Government to return to European debt market
Mary Grace Padin (The Philippine Star) - January 21, 2020 - 12:00am

MANILA, Philippines — The government has signaled its intention to return to the European debt market, as it seeks to take advantage of lower rates and the expected demand from European investors, according to the Bureau of the Treasury (BTr).

In an interview, National Treasurer Rosalia De Leon said the Treasury has issued an investor call for its planned euro-denominated bond issuance this year.  

“We started the investors call today. We still have to see the market conditions,” De Leon told reporters.

De Leon said the bonds have proposed maturities of three years and nine-years, with the volume initially set at benchmark 500 million euros.

“It’s indicated, benchmark.
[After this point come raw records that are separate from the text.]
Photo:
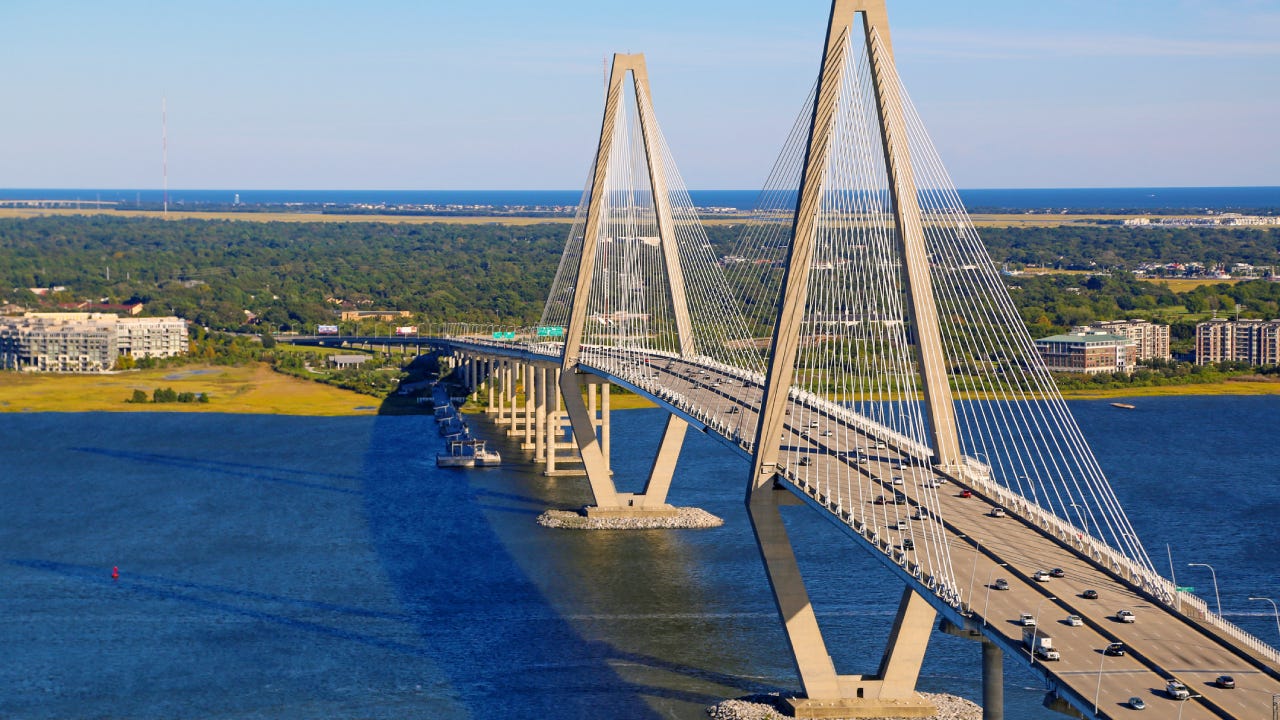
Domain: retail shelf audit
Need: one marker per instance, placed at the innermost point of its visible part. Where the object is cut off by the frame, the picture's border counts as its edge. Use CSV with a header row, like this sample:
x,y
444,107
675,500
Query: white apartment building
x,y
1151,340
85,342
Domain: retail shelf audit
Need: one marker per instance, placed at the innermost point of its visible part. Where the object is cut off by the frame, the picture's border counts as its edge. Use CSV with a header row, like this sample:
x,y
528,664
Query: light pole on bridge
x,y
1036,627
987,598
1274,609
1183,703
1097,689
1216,597
1079,513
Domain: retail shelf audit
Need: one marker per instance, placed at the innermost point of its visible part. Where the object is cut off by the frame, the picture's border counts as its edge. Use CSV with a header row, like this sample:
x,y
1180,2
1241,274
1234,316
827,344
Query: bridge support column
x,y
583,424
489,384
553,422
906,645
663,465
992,682
540,414
604,422
499,391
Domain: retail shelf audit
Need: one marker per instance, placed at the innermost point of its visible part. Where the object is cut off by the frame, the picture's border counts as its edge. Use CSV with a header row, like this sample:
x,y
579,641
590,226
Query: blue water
x,y
278,566
1015,199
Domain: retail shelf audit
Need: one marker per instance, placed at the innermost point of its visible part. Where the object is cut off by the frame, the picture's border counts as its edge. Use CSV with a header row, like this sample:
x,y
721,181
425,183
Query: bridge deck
x,y
1161,645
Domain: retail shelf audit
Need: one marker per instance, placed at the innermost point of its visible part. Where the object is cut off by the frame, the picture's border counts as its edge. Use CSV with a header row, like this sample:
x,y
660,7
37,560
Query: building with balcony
x,y
1088,352
1256,342
1151,340
85,342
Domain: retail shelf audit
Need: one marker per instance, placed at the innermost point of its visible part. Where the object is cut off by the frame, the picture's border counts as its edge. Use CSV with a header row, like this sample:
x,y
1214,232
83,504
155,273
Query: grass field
x,y
255,388
248,388
1185,285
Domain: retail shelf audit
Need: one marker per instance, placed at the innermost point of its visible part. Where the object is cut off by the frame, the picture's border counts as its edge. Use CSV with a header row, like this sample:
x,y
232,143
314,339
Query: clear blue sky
x,y
443,94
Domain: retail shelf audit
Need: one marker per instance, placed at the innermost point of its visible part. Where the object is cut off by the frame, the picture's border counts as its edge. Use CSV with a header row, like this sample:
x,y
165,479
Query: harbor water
x,y
275,566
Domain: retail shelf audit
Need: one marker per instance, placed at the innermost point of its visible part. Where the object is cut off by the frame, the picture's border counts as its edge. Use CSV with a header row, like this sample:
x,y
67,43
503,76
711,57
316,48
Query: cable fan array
x,y
631,310
856,340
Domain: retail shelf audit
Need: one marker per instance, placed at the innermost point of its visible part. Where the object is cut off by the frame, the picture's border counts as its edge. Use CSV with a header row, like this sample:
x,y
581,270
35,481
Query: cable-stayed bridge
x,y
858,349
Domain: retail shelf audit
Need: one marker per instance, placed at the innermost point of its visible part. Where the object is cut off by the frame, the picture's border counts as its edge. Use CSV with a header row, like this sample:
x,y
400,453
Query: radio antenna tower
x,y
164,151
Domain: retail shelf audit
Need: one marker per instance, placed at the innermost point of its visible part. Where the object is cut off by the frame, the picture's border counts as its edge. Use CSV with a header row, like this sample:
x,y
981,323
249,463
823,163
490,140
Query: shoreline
x,y
255,388
248,388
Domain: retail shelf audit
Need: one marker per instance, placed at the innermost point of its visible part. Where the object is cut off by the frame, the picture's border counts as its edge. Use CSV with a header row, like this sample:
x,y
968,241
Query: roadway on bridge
x,y
1160,645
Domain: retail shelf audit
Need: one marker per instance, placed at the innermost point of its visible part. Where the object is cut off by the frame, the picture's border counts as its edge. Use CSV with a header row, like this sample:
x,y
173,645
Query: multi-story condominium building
x,y
1088,352
1151,340
85,342
1256,342
151,337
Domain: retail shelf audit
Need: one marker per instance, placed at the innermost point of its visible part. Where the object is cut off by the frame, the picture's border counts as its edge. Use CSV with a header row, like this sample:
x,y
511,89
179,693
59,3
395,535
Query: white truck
x,y
1040,645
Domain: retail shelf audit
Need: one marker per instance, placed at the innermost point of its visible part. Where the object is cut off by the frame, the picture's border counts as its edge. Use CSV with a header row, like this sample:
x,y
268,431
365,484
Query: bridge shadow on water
x,y
225,468
489,620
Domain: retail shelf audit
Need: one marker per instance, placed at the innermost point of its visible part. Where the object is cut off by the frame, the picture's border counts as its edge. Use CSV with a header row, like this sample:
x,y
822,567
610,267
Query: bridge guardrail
x,y
972,473
1146,579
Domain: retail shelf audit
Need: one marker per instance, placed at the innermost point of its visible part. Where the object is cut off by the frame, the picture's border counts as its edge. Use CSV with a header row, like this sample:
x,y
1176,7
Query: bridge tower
x,y
891,691
625,185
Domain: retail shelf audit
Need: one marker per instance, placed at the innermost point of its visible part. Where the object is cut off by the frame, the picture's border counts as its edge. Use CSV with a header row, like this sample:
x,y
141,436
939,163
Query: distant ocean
x,y
1023,199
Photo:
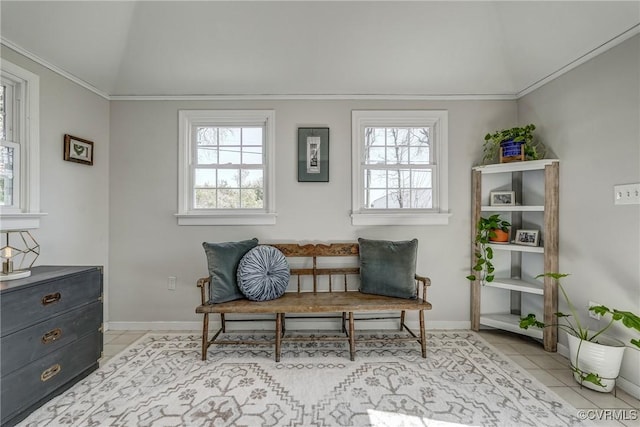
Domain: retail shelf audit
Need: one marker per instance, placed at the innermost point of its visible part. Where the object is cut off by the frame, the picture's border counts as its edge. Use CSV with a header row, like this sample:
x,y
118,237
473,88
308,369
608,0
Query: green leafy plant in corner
x,y
485,230
524,134
571,324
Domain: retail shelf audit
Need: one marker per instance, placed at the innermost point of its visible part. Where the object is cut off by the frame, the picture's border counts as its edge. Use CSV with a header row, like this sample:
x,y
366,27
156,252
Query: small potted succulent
x,y
595,359
488,230
524,135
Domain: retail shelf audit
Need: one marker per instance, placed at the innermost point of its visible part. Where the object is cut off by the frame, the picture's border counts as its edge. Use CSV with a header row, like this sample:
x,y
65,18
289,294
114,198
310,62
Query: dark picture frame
x,y
78,150
527,237
313,154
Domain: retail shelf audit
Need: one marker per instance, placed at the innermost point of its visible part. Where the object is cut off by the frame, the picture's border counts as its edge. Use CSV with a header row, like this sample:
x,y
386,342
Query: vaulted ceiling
x,y
149,48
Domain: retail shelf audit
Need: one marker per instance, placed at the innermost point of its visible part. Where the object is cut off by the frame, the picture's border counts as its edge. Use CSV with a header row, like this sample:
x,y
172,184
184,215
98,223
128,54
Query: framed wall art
x,y
527,237
313,154
78,150
503,198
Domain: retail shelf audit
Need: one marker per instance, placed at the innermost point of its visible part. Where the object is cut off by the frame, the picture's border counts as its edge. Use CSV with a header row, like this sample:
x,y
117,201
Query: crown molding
x,y
53,68
581,60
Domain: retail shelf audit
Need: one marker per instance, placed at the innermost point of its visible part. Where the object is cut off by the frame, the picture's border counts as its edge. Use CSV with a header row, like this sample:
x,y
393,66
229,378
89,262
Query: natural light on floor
x,y
386,419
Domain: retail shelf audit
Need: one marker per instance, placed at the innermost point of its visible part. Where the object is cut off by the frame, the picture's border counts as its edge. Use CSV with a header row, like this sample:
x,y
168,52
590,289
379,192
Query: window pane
x,y
374,136
206,135
228,178
375,199
228,198
6,175
205,178
375,155
229,155
207,155
422,199
251,155
421,179
252,136
252,199
229,136
205,198
252,178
We still have to get indications of interest of investors after the calls,” she said.

De Leon said four banks, namely Standard Chartered,UBS, Citibank and Credit Suisse have been mandated for the issuance.

According to the BTr chief, the government decided to return to the euro bond market early this year to take advantage of the low rates.

“You have to look at some strategy and assess market conditions and take advantage of the negative yields also on the Euro area right now,” De Leon said.

Furthermore, she said the government wants to capture spillovers from the robust demand seen during the Philippines’ previous euro bond offering last year.

 “We’ve been opening markets every year in the dollar (bond market), but this time we would want to approach European investors coming from a very strong order book last year. There are still spillovers from there that we’re not able to accept. So we’re coming back for this issue,” she said.

The Philippines last tapped the European debt market in May last year, raising 750 million euros from the issuance of eight-year global bonds. The debt papers were priced at a coupon rate of 0.875 percent, 70 basis points over benchmark.

Meanwhile, De Leon said dollar-denominated securities are still part of the government’s menu for offshore bond issuances this year. Usually, the BTr launches its dollar-bond issuance at the start of every year.

“We still have to see or gauge market conditions. We’re also coming from very successful dollar issuances from our corporates. You’ve seen the likes of SM, San Miguel, and most recently, Jollibee so I think there’s really a very strong investor appetite for Filipino credit, particularly for the corporates,” she said.

Credit watcher S&P Global Ratings has assigned the bonds a “BBB+” long-term foreign currency issue rating.